Leaving an “Ethical Will”

Recently I learned about the Jewish tradition of leaving an ethical will for one’s descendants: a letter to children, grandchildren, and significant others to offering guidance, wisdom, and direction for the future. What a great tradition! Thus inspired, I plan to draft an ethical will of my own. I will include what I have learned from key experiences and events that have shaped my life, my values, and why they are important to me. I will tell what I am grateful for, wisdom I have gained and used to guide my life, and my hopes for the future. Here are seven additional topics from the book Wise Aging by Rabbi Rachel Cowan and Dr. Linda Thal:

  • Hard lessons and what I have learned from them.
  • Mistakes I have made that I hope you will not repeat.
  • Reminders of what my loved ones mean to me; how great my love is for them and how grateful I am that they have been the ones with whom I have shared my life.
  • Stories about my childhood, adolescence, and adulthood, what I know about parents’ and grandparents’ lives, how life was back then.
  • Apologies and requests for forgiveness
  • The meaning of personal possessions I am leaving to my heirs and why they are important to me.
  • My desire that my survivors will continue to support causes that are important to me.

The Key Questions for Me

The poet Mary Oliver asked, “Tell me, what is it you plan to do with your one wild and precious life?” This applies to both young and old! As I face the last stages of my life, what do I plan to do with what remains of my “precious life?” Do I have the strength and the wisdom to fulfill my purpose now? Have I used the inheritance (not the financial or material) from my family in ways they would be proud? Do I have regrets that I still need to address? Can I still make a difference?

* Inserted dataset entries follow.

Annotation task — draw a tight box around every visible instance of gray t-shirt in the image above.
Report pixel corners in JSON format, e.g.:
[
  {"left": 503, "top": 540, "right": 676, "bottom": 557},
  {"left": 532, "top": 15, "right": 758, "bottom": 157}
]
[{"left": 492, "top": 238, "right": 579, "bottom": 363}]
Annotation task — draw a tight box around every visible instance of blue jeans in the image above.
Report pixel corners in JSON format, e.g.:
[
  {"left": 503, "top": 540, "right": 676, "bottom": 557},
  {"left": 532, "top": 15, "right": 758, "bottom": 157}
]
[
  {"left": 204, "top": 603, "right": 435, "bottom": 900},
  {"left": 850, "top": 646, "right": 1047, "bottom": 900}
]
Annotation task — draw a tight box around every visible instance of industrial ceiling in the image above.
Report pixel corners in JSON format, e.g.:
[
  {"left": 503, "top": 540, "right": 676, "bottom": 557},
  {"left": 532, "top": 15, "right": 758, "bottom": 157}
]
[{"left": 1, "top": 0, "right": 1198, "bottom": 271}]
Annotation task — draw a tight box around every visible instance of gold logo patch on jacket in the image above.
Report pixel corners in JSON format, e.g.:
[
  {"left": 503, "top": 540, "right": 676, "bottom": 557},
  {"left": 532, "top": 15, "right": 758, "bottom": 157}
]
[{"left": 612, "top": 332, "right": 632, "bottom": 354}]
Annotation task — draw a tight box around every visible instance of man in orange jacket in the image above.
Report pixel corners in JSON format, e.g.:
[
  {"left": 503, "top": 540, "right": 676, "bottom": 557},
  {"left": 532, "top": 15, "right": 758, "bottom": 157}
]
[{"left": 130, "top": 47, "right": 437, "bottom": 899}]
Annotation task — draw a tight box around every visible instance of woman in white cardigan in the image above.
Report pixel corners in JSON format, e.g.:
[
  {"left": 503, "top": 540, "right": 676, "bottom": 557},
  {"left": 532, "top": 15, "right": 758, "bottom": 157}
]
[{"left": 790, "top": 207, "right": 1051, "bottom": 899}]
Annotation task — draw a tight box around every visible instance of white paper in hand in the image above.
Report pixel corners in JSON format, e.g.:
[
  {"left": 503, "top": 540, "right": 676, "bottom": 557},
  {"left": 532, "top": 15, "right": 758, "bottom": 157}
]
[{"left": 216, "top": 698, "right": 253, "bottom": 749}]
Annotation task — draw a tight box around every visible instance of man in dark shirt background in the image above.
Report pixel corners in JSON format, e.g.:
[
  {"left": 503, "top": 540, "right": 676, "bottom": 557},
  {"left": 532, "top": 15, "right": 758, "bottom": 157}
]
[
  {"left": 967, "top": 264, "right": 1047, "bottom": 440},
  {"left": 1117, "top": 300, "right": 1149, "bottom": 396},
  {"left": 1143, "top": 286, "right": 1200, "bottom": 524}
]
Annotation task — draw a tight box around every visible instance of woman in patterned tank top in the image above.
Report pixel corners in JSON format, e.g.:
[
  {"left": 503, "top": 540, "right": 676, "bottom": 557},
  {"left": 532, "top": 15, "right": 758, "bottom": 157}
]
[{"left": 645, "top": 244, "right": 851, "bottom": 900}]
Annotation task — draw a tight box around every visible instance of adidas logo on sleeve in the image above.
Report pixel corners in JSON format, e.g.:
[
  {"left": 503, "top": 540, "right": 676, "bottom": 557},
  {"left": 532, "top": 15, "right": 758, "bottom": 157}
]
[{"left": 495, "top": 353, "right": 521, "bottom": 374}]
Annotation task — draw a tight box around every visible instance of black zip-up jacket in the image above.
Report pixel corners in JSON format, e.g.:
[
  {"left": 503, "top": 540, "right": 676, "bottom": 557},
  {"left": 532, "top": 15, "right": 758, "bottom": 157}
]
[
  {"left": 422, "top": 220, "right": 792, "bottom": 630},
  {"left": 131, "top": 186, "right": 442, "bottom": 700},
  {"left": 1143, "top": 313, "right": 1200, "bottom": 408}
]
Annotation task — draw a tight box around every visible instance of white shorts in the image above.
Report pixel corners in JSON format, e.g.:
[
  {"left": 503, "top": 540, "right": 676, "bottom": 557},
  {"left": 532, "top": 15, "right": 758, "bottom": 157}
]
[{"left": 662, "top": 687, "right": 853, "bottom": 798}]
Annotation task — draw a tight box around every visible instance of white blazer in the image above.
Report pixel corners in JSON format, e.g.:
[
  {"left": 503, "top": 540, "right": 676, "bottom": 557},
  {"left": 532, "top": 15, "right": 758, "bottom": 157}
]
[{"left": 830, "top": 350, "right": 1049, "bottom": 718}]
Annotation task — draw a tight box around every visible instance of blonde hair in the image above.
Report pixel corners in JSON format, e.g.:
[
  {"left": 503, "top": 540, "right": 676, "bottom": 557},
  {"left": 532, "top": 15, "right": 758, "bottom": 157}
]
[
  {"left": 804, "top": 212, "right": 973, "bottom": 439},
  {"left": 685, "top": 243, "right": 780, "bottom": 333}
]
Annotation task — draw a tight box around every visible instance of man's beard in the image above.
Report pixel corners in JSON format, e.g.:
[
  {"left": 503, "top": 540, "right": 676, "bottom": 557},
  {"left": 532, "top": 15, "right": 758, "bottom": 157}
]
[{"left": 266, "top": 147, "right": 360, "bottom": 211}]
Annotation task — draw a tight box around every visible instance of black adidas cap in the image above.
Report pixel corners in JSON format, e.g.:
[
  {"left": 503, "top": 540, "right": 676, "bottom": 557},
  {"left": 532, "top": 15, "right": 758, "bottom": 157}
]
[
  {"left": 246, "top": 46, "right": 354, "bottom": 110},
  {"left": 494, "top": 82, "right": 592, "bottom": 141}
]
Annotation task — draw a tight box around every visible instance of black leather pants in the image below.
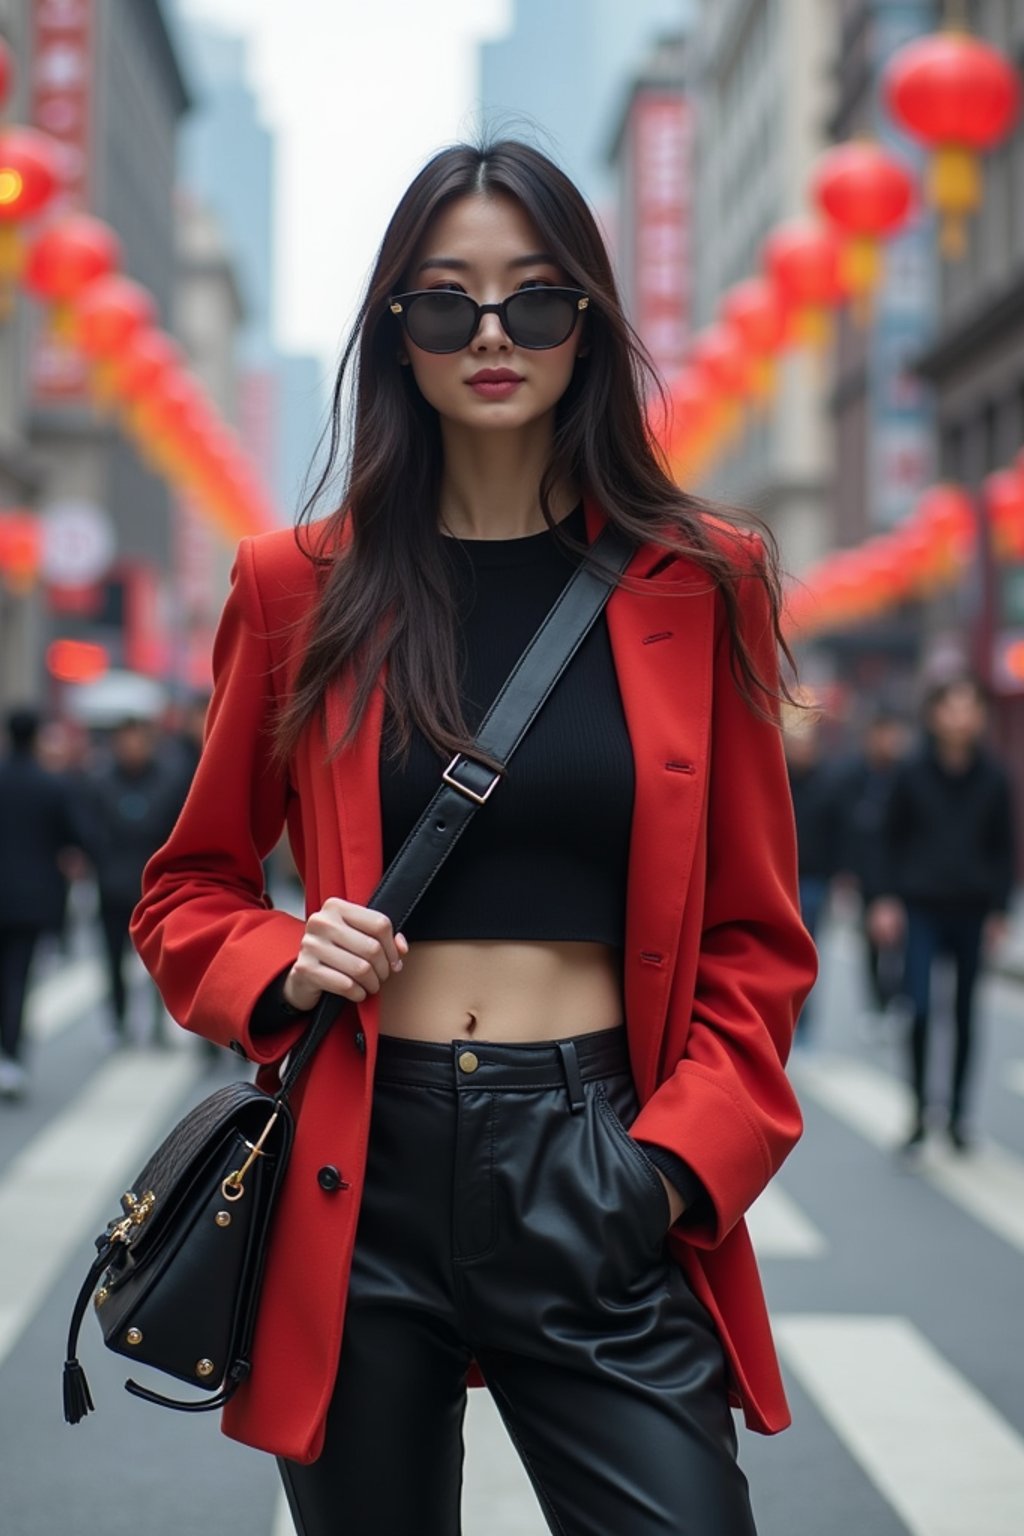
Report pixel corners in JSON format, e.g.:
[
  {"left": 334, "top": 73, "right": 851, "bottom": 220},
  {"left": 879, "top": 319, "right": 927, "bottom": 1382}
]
[{"left": 278, "top": 1025, "right": 756, "bottom": 1536}]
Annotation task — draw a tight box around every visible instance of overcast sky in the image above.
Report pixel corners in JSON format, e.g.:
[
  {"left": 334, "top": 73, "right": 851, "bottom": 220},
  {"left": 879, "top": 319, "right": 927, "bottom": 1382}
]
[{"left": 181, "top": 0, "right": 510, "bottom": 369}]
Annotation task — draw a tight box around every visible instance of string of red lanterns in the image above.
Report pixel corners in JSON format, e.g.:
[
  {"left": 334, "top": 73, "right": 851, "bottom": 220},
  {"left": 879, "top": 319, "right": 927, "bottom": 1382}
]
[
  {"left": 0, "top": 41, "right": 277, "bottom": 592},
  {"left": 653, "top": 13, "right": 1022, "bottom": 638}
]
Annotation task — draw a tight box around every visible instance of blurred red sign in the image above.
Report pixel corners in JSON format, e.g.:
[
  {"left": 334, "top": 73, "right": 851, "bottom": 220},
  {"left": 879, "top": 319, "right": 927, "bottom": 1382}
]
[
  {"left": 29, "top": 0, "right": 94, "bottom": 401},
  {"left": 631, "top": 91, "right": 693, "bottom": 378}
]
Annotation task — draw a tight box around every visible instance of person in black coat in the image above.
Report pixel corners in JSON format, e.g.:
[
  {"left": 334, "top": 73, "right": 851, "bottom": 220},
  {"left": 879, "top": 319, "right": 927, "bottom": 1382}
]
[
  {"left": 83, "top": 717, "right": 185, "bottom": 1042},
  {"left": 0, "top": 708, "right": 86, "bottom": 1099},
  {"left": 835, "top": 710, "right": 910, "bottom": 1017},
  {"left": 784, "top": 715, "right": 845, "bottom": 1041},
  {"left": 868, "top": 676, "right": 1015, "bottom": 1152}
]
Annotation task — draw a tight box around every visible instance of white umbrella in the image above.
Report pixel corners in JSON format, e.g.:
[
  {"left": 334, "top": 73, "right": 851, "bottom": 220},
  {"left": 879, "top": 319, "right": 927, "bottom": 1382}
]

I am curious. How does this topic resonate with you? What legacy do you want to leave? I would be happy to hear your thoughts.



  • This topic does resonate with me. I have felt this way also and have been very blessed with my life. Thank you for this beautiful blog.

  • Bev – this is so on point and so thoughtful. You frame and highlight the most important questions we face when the topic turns to “legacy.” It’s a reminder, too, how it’s not what we accumulate that matters – other than in love and relationships, that is. I especially appreciated your sharing the “ethical will,” with which I’m generally familiar but hadn’t reflected on – or considered – in several years. Thank you for sharing so much of yourself and your wisdom.

  • This comment was received by Bev Scott via email. We received permission to share:

    What a tender, thoughtful and inspiring reflection on one’s life and how it ripples out into the world.

    There’s so much here to ponder. I particularly appreciate your thoughts and questions to be included in an ethical will. What a gift your family and friends will cherish.

    Thank you for the inspiration!
    Sending my best,
    Marlene

  • Bev,

    Just wanted to say how beautiful I found this post.

    My grandmother left us a trove of her paintings, recipes, recordings of her playing the piano, and memories put down to paper. As a result, there’s not a day that goes by that we don’t think of her. In a lot of ways, it’s kept her with us even decades after she left us.

    It sounds like your grandsons will one day feel as lucky and grateful as I do.

  • I found this utterly on point, rich in content and absolutely what has been on my mind recently. Bev, thank you for this brilliant blog – i loved it!